Please give specific steps/commands if I can provide more info. Also, hopefully others that know what they are doing/have experience of helping NVIDIA with bugs/reports can chime in!

Hi eleonorac2,
My laptop with 3070Ti used to reboot randomly. I’ve disabled PCIe Link State Power Management. While I’m still getting the same messages as you, there are no reboots for a few days.
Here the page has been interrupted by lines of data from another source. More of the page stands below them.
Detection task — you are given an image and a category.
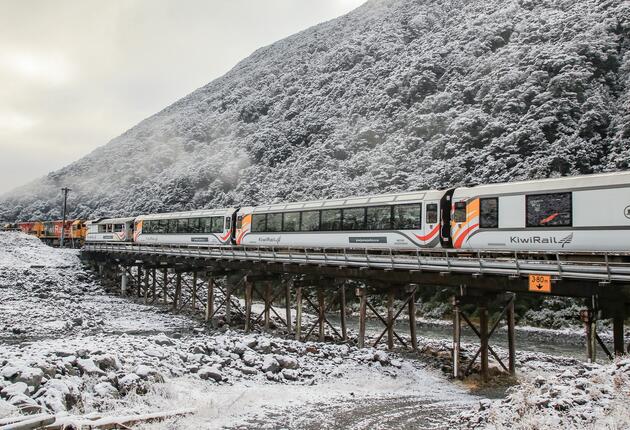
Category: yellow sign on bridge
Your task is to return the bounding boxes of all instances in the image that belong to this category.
[529,275,551,293]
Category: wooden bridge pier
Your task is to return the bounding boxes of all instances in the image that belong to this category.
[452,287,516,382]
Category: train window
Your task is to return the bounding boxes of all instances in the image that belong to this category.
[252,214,267,232]
[282,212,300,231]
[427,203,437,224]
[322,209,341,231]
[453,202,466,222]
[177,218,188,233]
[367,206,392,230]
[394,203,422,230]
[188,218,203,233]
[479,197,499,228]
[267,213,282,231]
[212,216,223,233]
[300,211,319,231]
[342,208,365,230]
[525,193,573,227]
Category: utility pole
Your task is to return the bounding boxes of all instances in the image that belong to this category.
[59,187,70,248]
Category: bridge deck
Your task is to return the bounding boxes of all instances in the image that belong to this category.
[83,243,630,283]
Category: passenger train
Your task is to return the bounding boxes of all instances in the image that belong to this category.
[86,172,630,253]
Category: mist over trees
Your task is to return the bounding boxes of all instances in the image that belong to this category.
[0,0,630,220]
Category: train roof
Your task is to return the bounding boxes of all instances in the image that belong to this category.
[455,171,630,196]
[86,217,136,224]
[252,190,444,213]
[136,208,236,221]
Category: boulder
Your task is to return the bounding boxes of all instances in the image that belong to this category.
[197,366,223,382]
[261,355,280,373]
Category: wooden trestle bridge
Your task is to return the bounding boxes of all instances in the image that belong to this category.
[83,243,630,379]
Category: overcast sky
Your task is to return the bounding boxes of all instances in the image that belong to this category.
[0,0,365,194]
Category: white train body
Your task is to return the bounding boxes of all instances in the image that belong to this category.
[451,172,630,253]
[85,217,135,243]
[86,172,630,254]
[235,191,444,249]
[134,208,236,246]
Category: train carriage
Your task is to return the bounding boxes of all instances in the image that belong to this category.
[85,217,135,242]
[134,208,237,245]
[235,191,444,248]
[450,172,630,252]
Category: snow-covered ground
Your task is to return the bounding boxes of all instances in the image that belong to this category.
[0,233,630,429]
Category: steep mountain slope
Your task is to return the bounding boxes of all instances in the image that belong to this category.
[0,0,630,219]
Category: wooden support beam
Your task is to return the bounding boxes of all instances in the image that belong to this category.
[190,271,197,311]
[162,267,168,305]
[506,296,516,376]
[144,267,151,304]
[245,279,254,332]
[613,315,625,356]
[408,285,418,351]
[453,297,462,378]
[387,288,394,350]
[206,276,214,327]
[479,303,489,382]
[151,267,157,300]
[284,281,292,334]
[339,283,348,342]
[173,272,182,311]
[317,287,326,342]
[295,287,302,340]
[263,281,273,330]
[356,288,367,348]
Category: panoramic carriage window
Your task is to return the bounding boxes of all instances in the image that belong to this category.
[525,193,573,227]
[394,203,422,230]
[342,208,365,230]
[212,216,223,233]
[479,197,499,228]
[177,218,188,233]
[282,212,300,231]
[300,211,319,231]
[267,213,282,232]
[322,209,341,231]
[367,206,392,230]
[427,203,437,224]
[188,218,203,233]
[252,214,267,232]
[453,202,466,222]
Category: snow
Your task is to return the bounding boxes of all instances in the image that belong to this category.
[0,0,630,220]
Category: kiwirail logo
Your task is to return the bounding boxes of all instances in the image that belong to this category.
[510,233,573,248]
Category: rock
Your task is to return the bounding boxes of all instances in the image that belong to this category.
[374,351,390,366]
[94,382,120,399]
[0,382,29,399]
[9,394,42,414]
[92,354,121,372]
[282,369,300,381]
[275,355,300,369]
[197,366,223,382]
[77,358,105,375]
[13,367,44,390]
[153,333,175,346]
[242,351,258,367]
[261,355,280,373]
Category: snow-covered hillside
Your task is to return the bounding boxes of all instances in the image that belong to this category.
[0,0,630,219]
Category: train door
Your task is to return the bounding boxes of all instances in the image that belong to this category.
[440,188,455,248]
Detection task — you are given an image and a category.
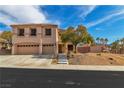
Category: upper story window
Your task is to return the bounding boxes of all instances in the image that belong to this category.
[45,29,52,36]
[18,29,24,36]
[31,28,37,36]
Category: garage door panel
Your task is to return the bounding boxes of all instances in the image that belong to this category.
[17,45,39,54]
[42,46,54,54]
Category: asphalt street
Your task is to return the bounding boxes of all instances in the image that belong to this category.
[0,68,124,88]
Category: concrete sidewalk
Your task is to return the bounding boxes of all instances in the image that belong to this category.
[0,64,124,71]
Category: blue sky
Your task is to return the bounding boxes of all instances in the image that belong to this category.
[0,5,124,43]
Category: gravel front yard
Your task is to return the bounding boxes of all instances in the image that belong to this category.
[69,53,124,65]
[0,55,52,67]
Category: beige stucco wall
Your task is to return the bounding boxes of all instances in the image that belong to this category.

I’ve used the following guidance for my laptop

Edit the /etc/UPower/UPower.conf file. Add the following line to the [PCIeLinkStatePowerManagement] section:
Enabled=false

Then, restart the UPower service to apply the changes:
sudo systemctl restart upower

Forum thread with the details about this error on Windows:

1 Like

@Yury_RX16 - that is very thoughtful, thank you!!
E486: Pattern not found: PC in my /etc/UPower/UPower.conf, but I can experiment with adding a [PCIeLinkStatePowerManagement] section and setting Enabled=false, as this may also (very naively optimistic probably) help with the external monitor blackouts, but I first want to give it a day or 2 to see how things are with 560.35.03 / 6.10.7-200.fc40.x86_64, as we have not yet crashed today.

1 Like

Yes, I’ve just added this text in the end of UPower.conf
[PCIeLinkStatePowerManagement]
Enabled=false

I run Fedora 40, and if your system is different, there can be another recommended way to disable PCIeLinkStatePowerManagement.

but I first want to give it a day or 2 to see how things are with
Agree, moving step by step.

1 Like

… OK, I will report back once I make that edit (and let the system run for a bit under usual conditions) as I am indeed also on Fedora 40, and will probably move to 41 as soon as possible next month(?).

1 Like

use-after-free bugs still appearing but crash/reboot frequency is down since 6.10.6-200.fc40.x86_64/560.35.03 (now 6.10.9-200.fc40.x86_64), and external monitor blackouts still happening.
Tried the suggested

[PCIeLinkStatePowerManagement]
Enabled=false

for a couple of days, which does not seem to have affected any of the above, but , does not seem to have done any harm elsewhere, either. I will probably keep UPower.conf as is for now.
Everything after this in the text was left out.